Going to go with Roxul Sound n Safe insulation in between the wood beams (studs?) because right now there is nothing inside the wall....so figuring adding the Safe n Sound can't hurt. Then I was just planning on using regular 5/8" Sheetrock.

Just this alone, meaning using the insulation and 5/8" Sheetrock, would make it quieter than my old plaster/lathe that I have now right? The old plaster is only like 1/2" thick without any type of insulation inside wall. Just wondering that....and then just wondering if even better results if I used 1/2" Quietrock instead of regular 5/8" Sheetrock. I too read that more mass is better, that's why I wonder if the thicker 5/8" regular Sheetrock would give similar results to the thinner 1/2" Quietrock. 

Thanks!


----------



## stick\shift (Mar 23, 2015)

Yes, it would be quieter (is that a word?) than what you have now but I don't have the ability to tell you how much so.


----------



## jasoil (Mar 25, 2015)

Thanks I appreciate you writing just the same


----------



## joecaption (Nov 30, 2011)

Do you own this apartment?


----------



## jasoil (Mar 25, 2015)

joecaption said:


> Do you own this apartment?



Hi! What difference would that make? Won't matter for the question I'm asking. (Please don't read this as me being mean by replying this, i am not being mean)


----------



## joecaption (Nov 30, 2011)

It matters because if I saw one of my tenets did any changes like that they would be evicted.
Trying to protect you.
http://www.soundproofingcompany.com/soundproofing-solutions/soundproofing-walls/
Here's A clear easy to understand web site on the proper way to do it.


----------



## jasoil (Mar 25, 2015)

joecaption said:


> It matters because if I saw one of my tenets did any changes like that they would be evicted.
> Trying to protect you.
> http://www.soundproofingcompany.com/soundproofing-solutions/soundproofing-walls/
> Here's A clear easy to understand web site on the proper way to do it.




Hi! I imagined that was the reason why you were asking and I appreciate it, honest. 
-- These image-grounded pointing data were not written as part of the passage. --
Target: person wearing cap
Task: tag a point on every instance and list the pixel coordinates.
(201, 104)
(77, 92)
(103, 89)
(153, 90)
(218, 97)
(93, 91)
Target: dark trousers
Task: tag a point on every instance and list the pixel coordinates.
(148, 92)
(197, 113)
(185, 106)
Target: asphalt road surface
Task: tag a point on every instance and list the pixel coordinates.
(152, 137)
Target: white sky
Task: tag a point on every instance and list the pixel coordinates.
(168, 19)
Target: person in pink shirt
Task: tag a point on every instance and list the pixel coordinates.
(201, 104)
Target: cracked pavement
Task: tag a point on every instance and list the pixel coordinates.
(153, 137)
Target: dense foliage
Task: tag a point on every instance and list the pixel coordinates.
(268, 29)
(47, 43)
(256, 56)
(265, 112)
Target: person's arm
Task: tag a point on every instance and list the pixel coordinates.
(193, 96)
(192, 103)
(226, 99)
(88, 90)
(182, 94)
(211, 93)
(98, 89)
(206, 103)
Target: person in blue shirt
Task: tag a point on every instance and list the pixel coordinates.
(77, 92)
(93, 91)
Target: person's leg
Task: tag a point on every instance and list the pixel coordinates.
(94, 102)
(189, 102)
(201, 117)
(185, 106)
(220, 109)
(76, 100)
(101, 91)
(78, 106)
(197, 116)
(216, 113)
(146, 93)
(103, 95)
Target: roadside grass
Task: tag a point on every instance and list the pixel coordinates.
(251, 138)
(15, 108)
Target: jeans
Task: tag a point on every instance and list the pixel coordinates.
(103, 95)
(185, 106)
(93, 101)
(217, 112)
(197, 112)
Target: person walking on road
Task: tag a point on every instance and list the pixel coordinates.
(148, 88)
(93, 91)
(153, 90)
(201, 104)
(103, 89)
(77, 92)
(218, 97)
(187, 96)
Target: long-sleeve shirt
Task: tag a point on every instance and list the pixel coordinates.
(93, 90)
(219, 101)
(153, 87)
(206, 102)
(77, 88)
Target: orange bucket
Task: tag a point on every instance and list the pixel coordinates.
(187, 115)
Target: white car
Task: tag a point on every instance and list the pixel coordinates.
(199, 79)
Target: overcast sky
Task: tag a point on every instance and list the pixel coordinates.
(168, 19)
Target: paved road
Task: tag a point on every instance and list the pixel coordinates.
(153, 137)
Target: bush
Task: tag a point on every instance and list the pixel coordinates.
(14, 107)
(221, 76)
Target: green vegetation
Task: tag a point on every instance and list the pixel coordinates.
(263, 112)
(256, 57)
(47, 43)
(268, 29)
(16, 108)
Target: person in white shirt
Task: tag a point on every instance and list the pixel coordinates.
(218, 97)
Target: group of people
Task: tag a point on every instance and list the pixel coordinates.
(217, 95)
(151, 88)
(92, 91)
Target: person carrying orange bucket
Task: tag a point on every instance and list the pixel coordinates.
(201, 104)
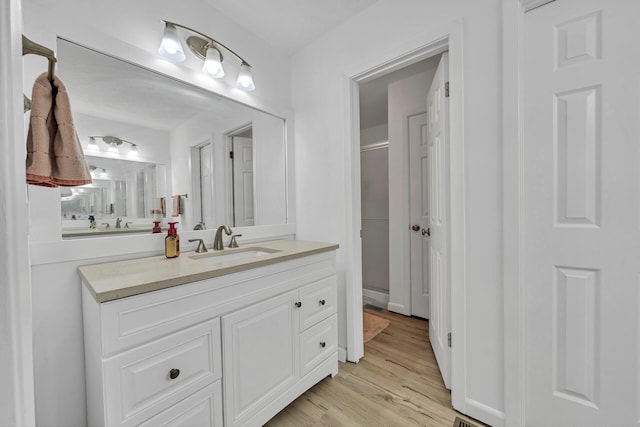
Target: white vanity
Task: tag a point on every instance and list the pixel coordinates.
(208, 340)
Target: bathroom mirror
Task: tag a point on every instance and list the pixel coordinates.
(226, 161)
(124, 197)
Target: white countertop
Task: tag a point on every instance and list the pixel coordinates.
(120, 279)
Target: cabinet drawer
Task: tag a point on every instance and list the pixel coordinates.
(318, 301)
(203, 409)
(145, 381)
(317, 343)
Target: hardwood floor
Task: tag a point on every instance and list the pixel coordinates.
(397, 383)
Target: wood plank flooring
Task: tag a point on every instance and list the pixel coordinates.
(397, 383)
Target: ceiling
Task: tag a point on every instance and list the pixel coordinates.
(289, 25)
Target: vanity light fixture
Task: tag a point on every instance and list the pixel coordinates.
(205, 48)
(93, 145)
(114, 144)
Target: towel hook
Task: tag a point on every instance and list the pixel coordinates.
(32, 48)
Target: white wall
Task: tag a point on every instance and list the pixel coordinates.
(319, 75)
(374, 134)
(132, 31)
(374, 169)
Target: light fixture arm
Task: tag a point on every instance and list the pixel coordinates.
(209, 39)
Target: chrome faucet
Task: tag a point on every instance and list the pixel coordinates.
(218, 245)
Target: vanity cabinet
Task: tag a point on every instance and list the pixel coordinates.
(231, 350)
(270, 346)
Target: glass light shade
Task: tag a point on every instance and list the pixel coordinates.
(213, 64)
(124, 148)
(93, 145)
(171, 47)
(245, 79)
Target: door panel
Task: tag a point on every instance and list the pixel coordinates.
(438, 148)
(581, 221)
(419, 174)
(243, 182)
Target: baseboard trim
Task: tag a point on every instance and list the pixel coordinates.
(398, 308)
(342, 354)
(484, 413)
(377, 298)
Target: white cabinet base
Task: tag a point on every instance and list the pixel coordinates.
(260, 338)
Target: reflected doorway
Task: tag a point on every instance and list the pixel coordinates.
(241, 157)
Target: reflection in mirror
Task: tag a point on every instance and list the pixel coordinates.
(229, 158)
(125, 197)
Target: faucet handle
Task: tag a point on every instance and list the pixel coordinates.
(201, 247)
(233, 243)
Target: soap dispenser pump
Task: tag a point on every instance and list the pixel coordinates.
(172, 242)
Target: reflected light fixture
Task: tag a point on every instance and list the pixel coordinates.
(98, 172)
(171, 48)
(93, 145)
(205, 48)
(115, 145)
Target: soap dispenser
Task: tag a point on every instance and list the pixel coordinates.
(172, 242)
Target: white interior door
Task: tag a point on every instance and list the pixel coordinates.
(206, 186)
(581, 220)
(419, 201)
(243, 181)
(438, 152)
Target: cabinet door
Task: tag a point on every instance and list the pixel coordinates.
(146, 380)
(260, 361)
(319, 301)
(202, 409)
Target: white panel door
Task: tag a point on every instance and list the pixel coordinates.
(419, 201)
(438, 149)
(206, 186)
(243, 182)
(581, 217)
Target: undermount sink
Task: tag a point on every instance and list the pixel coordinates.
(224, 256)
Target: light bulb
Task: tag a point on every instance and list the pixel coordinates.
(171, 47)
(93, 145)
(213, 63)
(245, 79)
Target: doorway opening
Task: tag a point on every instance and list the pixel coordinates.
(241, 203)
(395, 104)
(450, 41)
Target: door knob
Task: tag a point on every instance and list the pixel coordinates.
(173, 374)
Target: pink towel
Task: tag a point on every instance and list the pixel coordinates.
(178, 206)
(54, 154)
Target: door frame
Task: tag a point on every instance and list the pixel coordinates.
(450, 38)
(17, 390)
(513, 214)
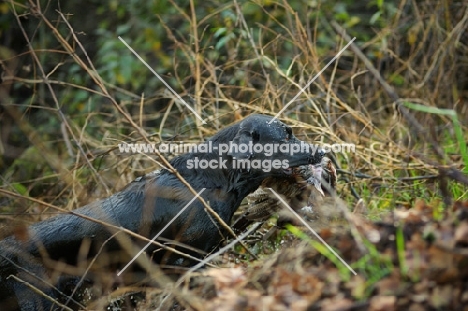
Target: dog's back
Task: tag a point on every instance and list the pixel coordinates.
(146, 205)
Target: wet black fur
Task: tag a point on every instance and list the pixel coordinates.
(144, 207)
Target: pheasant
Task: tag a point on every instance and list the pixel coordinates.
(303, 190)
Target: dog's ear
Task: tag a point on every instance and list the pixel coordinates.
(242, 142)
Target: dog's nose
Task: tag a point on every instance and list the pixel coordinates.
(316, 155)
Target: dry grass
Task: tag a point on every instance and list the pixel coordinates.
(422, 52)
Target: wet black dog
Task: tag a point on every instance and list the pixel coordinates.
(146, 205)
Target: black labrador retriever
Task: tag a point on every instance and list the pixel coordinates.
(240, 157)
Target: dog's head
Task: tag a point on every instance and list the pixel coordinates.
(262, 138)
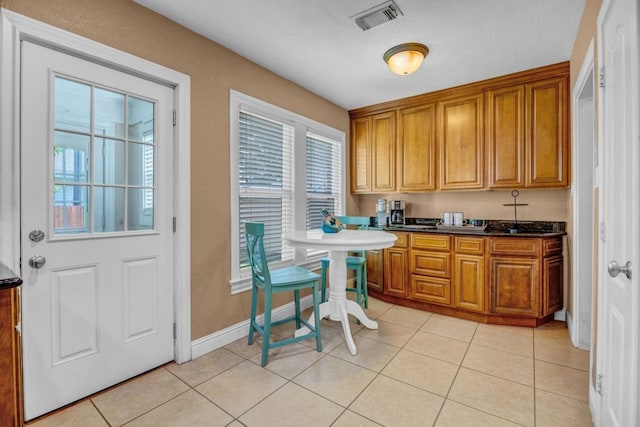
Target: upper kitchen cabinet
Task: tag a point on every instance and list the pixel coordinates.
(361, 155)
(383, 142)
(461, 142)
(547, 135)
(373, 144)
(416, 165)
(527, 135)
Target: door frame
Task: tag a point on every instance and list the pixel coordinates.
(579, 319)
(13, 29)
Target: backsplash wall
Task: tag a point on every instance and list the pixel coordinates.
(542, 205)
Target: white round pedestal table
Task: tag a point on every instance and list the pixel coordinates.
(338, 307)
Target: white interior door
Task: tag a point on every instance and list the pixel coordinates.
(96, 226)
(618, 321)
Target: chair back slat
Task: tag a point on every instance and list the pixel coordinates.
(254, 235)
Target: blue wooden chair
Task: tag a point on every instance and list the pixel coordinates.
(287, 279)
(357, 262)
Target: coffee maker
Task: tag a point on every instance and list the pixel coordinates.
(396, 212)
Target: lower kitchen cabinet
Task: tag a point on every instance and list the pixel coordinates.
(396, 270)
(493, 279)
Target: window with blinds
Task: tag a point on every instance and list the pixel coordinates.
(285, 169)
(265, 182)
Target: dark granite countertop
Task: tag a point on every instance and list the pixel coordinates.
(484, 228)
(8, 279)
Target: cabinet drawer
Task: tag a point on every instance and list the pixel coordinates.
(514, 246)
(551, 246)
(469, 245)
(430, 289)
(403, 240)
(430, 263)
(434, 242)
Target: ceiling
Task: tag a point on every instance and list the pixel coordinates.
(317, 44)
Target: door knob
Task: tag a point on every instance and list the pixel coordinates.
(615, 269)
(37, 261)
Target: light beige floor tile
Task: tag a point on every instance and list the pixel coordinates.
(332, 337)
(371, 354)
(561, 352)
(569, 382)
(505, 340)
(388, 333)
(394, 403)
(456, 415)
(404, 316)
(505, 328)
(443, 348)
(502, 398)
(239, 388)
(205, 367)
(243, 349)
(188, 409)
(451, 327)
(509, 366)
(138, 396)
(82, 414)
(292, 406)
(421, 371)
(335, 379)
(289, 360)
(553, 410)
(351, 419)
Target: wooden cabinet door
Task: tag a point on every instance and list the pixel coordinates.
(461, 143)
(375, 268)
(469, 276)
(514, 285)
(552, 279)
(395, 272)
(505, 137)
(383, 141)
(547, 133)
(430, 289)
(361, 155)
(416, 145)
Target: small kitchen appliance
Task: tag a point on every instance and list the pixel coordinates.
(396, 212)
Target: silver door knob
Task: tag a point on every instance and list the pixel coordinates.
(615, 269)
(37, 261)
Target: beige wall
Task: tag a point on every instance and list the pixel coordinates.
(214, 70)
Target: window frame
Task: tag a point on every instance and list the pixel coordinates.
(302, 127)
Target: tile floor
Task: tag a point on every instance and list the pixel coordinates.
(417, 369)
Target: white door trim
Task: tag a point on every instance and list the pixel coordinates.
(13, 29)
(584, 181)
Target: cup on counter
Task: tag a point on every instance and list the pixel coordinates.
(458, 218)
(447, 218)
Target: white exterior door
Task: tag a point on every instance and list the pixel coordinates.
(96, 227)
(618, 320)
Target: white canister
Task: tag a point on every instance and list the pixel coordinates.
(447, 218)
(458, 218)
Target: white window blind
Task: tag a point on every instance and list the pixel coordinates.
(265, 178)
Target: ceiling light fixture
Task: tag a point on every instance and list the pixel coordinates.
(405, 58)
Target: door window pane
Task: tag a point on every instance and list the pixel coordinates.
(140, 209)
(108, 161)
(70, 157)
(109, 209)
(72, 109)
(109, 113)
(70, 209)
(104, 160)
Will take a look at that website. 

Thanks!


----------



## Hick (Nov 21, 2014)

Agreed with joe. You might want to check to make sure your APT manager is okay with this. Modifying someone else property without their consent (beyond something like hanging a picture) can mean an automatic eviction & forfeiture of your deposit.


----------



## jasoil (Mar 25, 2015)

Hi!

I know that when you are renting an apt, the place is not yours, and you need to let the owner know, or have them do the repairs. I understand the need to remind whoever might read this that they will get in trouble if they do any work etc to an apt that is not their property. Whoever reads this post has to understand I am only asking a general question about performance of building materials/types....not that I am in a rental apt or going to do any work illegally.

Thanks guys, I understand why you say what you say, and appreciate it, for me and for whomever reads this also. I too don't want anyone getting in trouble or evicted from a rented apt, if that is their living situation.


----------